Our requirement at Koumbit.org is to have a tool that will do a series
of tests when we receive or want to verify new hardware. This would
ideally be in a debirf image, since those are easily to build and
share. A good inspiration of this is the "breakin" software, which the
above ITP is about.

I have started working on a silly debirf rescue image. I basically took
the rescue image from 0.33 and added this file in
rescue/modules/stressant:

debirf_exec apt-get --no-install-recommends --assume-yes install bonnie++ cpuburn stress smartmontools e2fsprogs util-linux screen

Quite trivial really. But to ease collaboration, I started a repo here:

https://redmine.koumbit.net/projects/stressant

Cheers,

A.

-- 
Le pouvoir n'est pas à conquérir, il est à détruire
                        - Jean-François Brient, de la servitude moderne
[Message part 2 (application/pgp-signature, inline)]

Information forwarded to debian-bugs-dist@lists.debian.org, wnpp@debian.org, "Antoine Beaupré" <anarcat@debian.org>:
Bug#707178; Package wnpp. (Thu, 16 May 2013 14:30:23 GMT) Full text and rfc822 format available.

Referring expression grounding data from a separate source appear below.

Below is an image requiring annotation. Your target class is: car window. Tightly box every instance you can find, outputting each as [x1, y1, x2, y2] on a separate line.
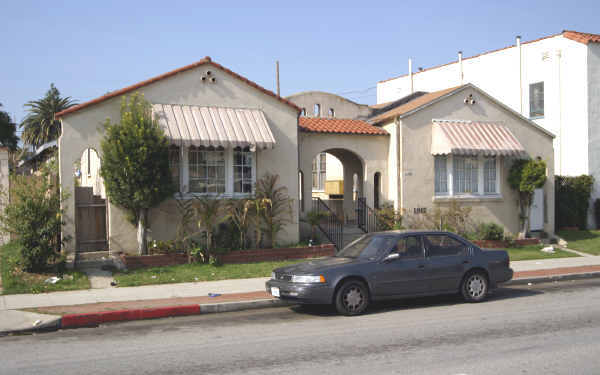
[393, 236, 423, 258]
[337, 235, 397, 260]
[423, 235, 466, 257]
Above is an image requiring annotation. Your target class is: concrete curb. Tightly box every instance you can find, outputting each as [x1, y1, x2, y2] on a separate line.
[506, 271, 600, 286]
[0, 316, 61, 337]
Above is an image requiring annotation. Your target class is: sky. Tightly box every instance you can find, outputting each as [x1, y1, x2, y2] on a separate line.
[1, 0, 599, 132]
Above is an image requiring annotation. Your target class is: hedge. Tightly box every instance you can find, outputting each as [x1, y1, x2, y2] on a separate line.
[555, 175, 594, 230]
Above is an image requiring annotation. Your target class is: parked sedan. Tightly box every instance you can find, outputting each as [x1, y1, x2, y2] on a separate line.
[266, 230, 513, 315]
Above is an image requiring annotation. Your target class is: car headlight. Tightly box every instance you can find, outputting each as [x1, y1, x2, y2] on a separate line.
[291, 275, 326, 283]
[271, 272, 276, 280]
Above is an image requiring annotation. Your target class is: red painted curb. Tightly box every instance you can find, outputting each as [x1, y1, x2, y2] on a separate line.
[60, 305, 201, 329]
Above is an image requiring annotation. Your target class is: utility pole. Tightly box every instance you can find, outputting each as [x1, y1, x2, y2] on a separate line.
[276, 60, 280, 97]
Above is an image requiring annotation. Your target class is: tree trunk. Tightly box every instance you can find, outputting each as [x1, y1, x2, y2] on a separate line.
[518, 193, 531, 239]
[137, 208, 148, 255]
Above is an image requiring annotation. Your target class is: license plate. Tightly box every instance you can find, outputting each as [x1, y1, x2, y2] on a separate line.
[271, 287, 280, 297]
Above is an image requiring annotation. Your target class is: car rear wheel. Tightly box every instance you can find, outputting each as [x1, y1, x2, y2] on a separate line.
[335, 280, 369, 316]
[461, 271, 488, 302]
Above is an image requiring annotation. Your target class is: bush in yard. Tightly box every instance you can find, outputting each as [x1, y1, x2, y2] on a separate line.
[302, 210, 329, 243]
[508, 158, 547, 238]
[100, 93, 174, 255]
[477, 222, 504, 241]
[255, 173, 293, 248]
[0, 161, 69, 272]
[554, 175, 595, 230]
[595, 199, 600, 230]
[376, 203, 402, 231]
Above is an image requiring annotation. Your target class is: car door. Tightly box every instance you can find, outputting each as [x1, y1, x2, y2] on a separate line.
[372, 235, 428, 297]
[423, 234, 469, 293]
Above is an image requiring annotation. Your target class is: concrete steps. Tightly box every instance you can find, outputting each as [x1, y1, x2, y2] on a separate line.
[341, 225, 366, 248]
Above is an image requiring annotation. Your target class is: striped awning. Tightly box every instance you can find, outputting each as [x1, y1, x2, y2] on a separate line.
[431, 120, 526, 157]
[152, 104, 276, 149]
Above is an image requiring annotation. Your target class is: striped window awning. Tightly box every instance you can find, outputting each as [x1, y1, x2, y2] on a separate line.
[152, 104, 276, 149]
[431, 120, 526, 157]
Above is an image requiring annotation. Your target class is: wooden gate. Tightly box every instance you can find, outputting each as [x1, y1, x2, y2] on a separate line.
[75, 187, 108, 252]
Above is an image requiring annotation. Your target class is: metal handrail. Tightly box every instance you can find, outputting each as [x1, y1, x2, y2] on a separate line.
[356, 197, 378, 233]
[312, 197, 343, 250]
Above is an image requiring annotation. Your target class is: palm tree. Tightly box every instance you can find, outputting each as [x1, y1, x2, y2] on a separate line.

Acknowledgement sent to Daniel Kahn Gillmor <dkg@fifthhorseman.net>:
Extra info received and forwarded to list. Copy sent to wnpp@debian.org, "Antoine Beaupré" <anarcat@debian.org>. (Thu, 16 May 2013 14:30:23 GMT) Full text and rfc822 format available.

Message #20 received at 707178@bugs.debian.org (full text, mbox):

From: Daniel Kahn Gillmor <dkg@fifthhorseman.net>
To: Antoine Beaupré <anarcat@debian.org>
Cc: taggart@debian.org, 707178@bugs.debian.org, debirf@lists.mayfirst.org
Subject: Re: start of a debirf stress-testing extension: "stressant"
Date: Thu, 16 May 2013 10:26:13 -0400
[Message part 1 (text/plain, inline)]
[adding a cc: to the debirf mailing list [0]]

On 05/15/2013 07:38 PM, Antoine Beaupré wrote:
> So the guts of this idea are around this ITP:
> 
> http://bugs.debian.org/cgi-bin/bugreport.cgi?bug=707178

interesting, thanks.

> I have started working on a silly debirf rescue image. I basically took
> the rescue image from 0.33 and added this file in
> rescue/modules/stressant:
> 
> debirf_exec apt-get --no-install-recommends --assume-yes install bonnie++ cpuburn stress smartmontools e2fsprogs util-linux screen

screen and smartmontools and e2fsprogs should already be part of
debirf's stock rescue.

> Quite trivial really. But to ease collaboration, I started a repo here:
> 
> https://redmine.koumbit.net/projects/stressant

we'd be happy to include these sorts of changes directly in the debirf
upstream repo, whether they're just packages you think belong in the
rescue image, or (even better in my opinion) if you want to make
"stressant" another stock example profile, alongside "minimal",
"rescue", and "xkiosk".

Feel free to clone the debirf repo [1] send patches directly to the
mailing list.  We'd be happy to integrate them.

Regards,

	--dkg

[0] https://lists.mayfirst.org/mailman/listinfo/debirf
[1] git://finestructure.net/debirf or
git://lair.fifthhorseman.net/~dkg/debirf

[signature.asc (application/pgp-signature, attachment)]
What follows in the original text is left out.